Clint is bored.
Bored, bored, bored, bored, boooooored. Boredboredbored. Seriously, this has got to be the stupidest assignment he’s ever gotten, and he once had to hide out in in aviary for four days straight. There hadn’t even been any real birds in there—oh no, the very pretentious owner just told her guests that the birds were a very shy, very nervous type, so the guests might not spot them between the plants (over half of which were fake). Hell, she even put a badly stuffed budgie in there when she needed to liven things up a little.
He should’ve just stuck to Cap Watch when Fury benched him after his little mishap. The car didn’t even hit him that hard, the concussion went away after like, two days. Okay, so maybe he’s was still a bit nauseous when he first started begging for something to do. Whatever. He could still do his job. He’s worked through much worse.

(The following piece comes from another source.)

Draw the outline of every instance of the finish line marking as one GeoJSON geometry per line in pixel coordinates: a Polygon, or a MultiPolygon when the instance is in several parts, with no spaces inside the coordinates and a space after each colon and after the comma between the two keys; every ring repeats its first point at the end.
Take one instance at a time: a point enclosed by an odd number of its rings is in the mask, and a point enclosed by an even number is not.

Thoroughly off-put by Clint’s tendency to climb the walls when he got restless, a habit especially exacerbated when Nat wasn’t around to keep a lid on it, Fury first assigned him to the newly defrosted Captain America, aka Steve Rogers. To begin with, Clint had been overjoyed; he got to see a living legend find his footing in the modern world; a man, whom even Clint—whose fucked up childhood hadn’t lent itself to much, if any, hero worship—had had a slight competency crush on during his formative years.
To say that it had been a let down wouldn’t be quite accurate. Nor would it be entirely fair to the captain, but damn. If Clint wanted to wallow, he’d go sit in his own shithole apartment and stare at the walls while leaving progressively whinier voicemails for Nat. Seriously, he’s pretty sure he was in danger of getting second-hand depression from following the guy around (that’s totally a thing).
Rogers rarely went outside. Mostly, he just sat in his cramped dorm room at the S.H.I.E.L.D. base in Manhattan and read through encyclopedias. If he felt particularly daring, he might even look up stuff on Wikipedia (Clint wouldn’t have thought he’d take to technology, but Rogers got around search engines easily enough and seemed pretty comfortable with using a computer. He wasn’t a pro by any means but compared to other folks his (chronological) age, he did pretty okay).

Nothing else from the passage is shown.